Le Maroc n’a plus le droit à l’erreur
C’est un « Super Eight » qui s’en vient. Le plateau des quarts de finale est sans doute le plus relevé de l’histoire de la compétition : sept anciens vainqueurs sont encore en lice et, pour la première fois, les huit équipes présentes figurent dans le top 10 du classement africain de la FIFA. Dans cette arène de gladiateurs, le Maroc, pays hôte et favori, avance avec une cible sur le dos.
A lire : Maroc-Cameroun : briser la malédiction pour entrer dans le Top 8 mondial
Mais l’ennemi n’est pas seulement l’opposé. Malgré la qualification, une certaine effervescence entoure la sélection nationale. Lors du huitième de finale face à la Tanzanie au stade Prince Moulay Abdellah, des coups de sifflet ont été adressés à l’entraîneur Walid Regragui. Une réaction surprenante au vu de son bilan (seulement 4 défaites en 46 matches), mais qui traduit une frustration croissante sur le style de jeu.
Pourquoi tant de sévérité ? Le public marocain, conscient du talent exceptionnel de la génération actuelle, reproche au sélectionneur sa prudence tactique. Les comparaisons vont bon train avec l’équipe B qui a remporté la Coupe arabe en décembre sous la direction de Tarik Sektioui. Cette équipe avait conquis par son football offensif et décomplexé, un style que les supporters réclament désormais pour les A, jugés trop « nerveux et ennuyeux » depuis le début du tournoi.

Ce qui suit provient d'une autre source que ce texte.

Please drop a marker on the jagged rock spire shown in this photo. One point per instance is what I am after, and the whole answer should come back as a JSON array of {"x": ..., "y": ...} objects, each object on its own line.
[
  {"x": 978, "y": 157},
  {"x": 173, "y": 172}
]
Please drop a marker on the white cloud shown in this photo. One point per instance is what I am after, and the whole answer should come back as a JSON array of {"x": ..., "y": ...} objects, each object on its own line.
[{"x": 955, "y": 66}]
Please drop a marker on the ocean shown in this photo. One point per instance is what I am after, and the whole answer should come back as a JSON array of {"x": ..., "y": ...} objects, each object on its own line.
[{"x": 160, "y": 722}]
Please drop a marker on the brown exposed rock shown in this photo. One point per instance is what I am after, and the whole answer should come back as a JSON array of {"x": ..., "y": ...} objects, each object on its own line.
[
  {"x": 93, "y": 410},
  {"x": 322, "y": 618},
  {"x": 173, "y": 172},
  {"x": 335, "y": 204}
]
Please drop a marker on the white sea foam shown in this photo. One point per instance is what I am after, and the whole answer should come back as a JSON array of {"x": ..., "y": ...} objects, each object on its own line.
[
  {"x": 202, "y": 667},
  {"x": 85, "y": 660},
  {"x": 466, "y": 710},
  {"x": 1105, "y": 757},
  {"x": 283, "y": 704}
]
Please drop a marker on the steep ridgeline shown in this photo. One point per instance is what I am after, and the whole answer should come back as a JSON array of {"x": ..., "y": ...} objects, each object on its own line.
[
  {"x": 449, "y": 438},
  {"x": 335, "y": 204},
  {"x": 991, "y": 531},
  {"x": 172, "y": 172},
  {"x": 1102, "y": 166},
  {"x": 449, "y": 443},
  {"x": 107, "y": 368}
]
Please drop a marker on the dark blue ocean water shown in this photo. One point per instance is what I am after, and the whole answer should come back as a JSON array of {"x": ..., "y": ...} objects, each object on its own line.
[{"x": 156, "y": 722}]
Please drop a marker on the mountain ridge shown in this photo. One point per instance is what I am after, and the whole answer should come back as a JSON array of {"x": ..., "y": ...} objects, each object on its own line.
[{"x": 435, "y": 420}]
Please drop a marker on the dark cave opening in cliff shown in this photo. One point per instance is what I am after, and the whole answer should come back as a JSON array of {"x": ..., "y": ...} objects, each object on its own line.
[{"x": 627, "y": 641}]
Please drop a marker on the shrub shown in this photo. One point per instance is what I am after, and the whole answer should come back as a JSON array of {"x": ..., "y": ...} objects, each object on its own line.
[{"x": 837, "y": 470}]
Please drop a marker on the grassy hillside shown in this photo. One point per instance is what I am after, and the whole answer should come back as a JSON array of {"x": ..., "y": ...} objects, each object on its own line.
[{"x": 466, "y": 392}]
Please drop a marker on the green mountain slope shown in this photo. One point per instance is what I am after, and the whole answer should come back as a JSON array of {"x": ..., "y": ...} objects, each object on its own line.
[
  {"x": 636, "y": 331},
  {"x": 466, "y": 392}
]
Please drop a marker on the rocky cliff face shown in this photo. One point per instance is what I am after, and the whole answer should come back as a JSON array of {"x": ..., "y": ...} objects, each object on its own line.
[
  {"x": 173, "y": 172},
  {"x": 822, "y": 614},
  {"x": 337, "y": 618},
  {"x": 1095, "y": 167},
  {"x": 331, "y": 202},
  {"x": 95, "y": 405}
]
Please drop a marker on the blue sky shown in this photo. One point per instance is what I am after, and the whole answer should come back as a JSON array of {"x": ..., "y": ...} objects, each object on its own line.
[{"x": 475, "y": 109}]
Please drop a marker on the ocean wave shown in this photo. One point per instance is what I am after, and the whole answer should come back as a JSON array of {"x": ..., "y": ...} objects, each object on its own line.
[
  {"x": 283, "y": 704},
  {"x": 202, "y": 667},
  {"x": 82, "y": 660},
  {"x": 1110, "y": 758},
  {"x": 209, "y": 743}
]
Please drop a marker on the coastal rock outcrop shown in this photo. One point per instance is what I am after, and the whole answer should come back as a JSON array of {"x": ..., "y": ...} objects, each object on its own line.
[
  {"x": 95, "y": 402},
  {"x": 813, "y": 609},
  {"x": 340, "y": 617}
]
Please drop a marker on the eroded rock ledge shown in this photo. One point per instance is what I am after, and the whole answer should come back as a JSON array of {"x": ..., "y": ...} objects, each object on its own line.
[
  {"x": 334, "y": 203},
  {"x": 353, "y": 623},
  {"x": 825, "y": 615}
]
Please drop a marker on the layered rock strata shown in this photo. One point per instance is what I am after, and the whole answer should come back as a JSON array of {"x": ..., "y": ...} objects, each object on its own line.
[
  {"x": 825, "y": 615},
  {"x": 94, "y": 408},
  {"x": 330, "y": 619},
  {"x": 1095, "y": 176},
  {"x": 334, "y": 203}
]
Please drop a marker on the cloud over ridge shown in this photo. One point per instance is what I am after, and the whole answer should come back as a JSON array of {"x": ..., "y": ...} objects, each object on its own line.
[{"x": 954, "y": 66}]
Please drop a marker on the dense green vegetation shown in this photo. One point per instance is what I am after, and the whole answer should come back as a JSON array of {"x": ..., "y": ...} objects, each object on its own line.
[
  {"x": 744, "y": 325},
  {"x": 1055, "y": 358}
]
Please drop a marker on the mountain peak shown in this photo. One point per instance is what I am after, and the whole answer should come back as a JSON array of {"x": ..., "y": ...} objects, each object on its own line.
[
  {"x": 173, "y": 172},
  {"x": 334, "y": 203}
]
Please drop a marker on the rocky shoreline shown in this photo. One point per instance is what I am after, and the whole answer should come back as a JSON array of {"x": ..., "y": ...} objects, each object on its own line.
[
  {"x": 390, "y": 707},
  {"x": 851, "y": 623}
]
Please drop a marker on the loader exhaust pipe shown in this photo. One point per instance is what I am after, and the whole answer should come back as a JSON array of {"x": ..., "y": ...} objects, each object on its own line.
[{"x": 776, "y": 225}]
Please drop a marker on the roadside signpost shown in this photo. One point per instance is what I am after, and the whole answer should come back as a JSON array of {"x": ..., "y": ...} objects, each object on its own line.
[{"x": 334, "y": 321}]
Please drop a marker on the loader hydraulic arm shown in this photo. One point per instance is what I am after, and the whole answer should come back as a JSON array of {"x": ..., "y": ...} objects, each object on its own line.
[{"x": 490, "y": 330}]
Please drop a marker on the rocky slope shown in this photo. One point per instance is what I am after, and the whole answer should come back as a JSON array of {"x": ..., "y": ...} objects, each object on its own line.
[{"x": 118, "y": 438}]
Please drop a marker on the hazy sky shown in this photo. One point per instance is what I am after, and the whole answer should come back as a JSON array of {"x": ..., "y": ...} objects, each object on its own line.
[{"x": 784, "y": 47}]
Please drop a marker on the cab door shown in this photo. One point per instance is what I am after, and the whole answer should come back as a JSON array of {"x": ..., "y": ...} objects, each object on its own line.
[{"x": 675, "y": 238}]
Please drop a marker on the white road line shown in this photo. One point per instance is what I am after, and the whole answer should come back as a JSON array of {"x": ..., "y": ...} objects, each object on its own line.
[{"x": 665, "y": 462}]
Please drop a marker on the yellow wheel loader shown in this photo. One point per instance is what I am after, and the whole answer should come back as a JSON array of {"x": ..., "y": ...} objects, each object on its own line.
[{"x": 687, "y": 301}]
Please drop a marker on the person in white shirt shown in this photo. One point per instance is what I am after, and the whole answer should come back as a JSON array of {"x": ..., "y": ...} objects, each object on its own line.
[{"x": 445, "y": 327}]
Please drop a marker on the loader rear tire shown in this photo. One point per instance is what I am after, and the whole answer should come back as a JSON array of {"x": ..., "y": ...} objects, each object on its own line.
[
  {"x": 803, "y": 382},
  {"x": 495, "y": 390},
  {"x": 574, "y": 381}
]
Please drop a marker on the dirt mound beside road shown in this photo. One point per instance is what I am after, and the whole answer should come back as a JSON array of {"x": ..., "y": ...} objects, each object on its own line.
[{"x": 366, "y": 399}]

Sur le papier, le Cameroun constitue peut-être le pire tirage possible pour le Maroc en quête de certitudes. Les Lions Indomptables ont parcouru un long chemin. Arrivés au milieu d’un chaos administratif – marqué par le bras de fer entre Samuel Eto’o et le ministère des Sports – ils ont trouvé une alchimie inattendue.
A lire : FRMF : le diagnostic tombe pour Azzedine Ounahi
Sous les ordres de David Pagou, l’équipe joue un football direct, dynamique et surtout sans aucune pression. Contrairement au Maroc qui porte le poids de tout un peuple, le Cameroun avance libéré. Pour la deuxième nation la plus titrée du continent, ce statut d’outsider déterminé, insensible à l’ambiance partisane des stades marocains, en fait une menace mortelle pour les ambitions de Walid Regragui.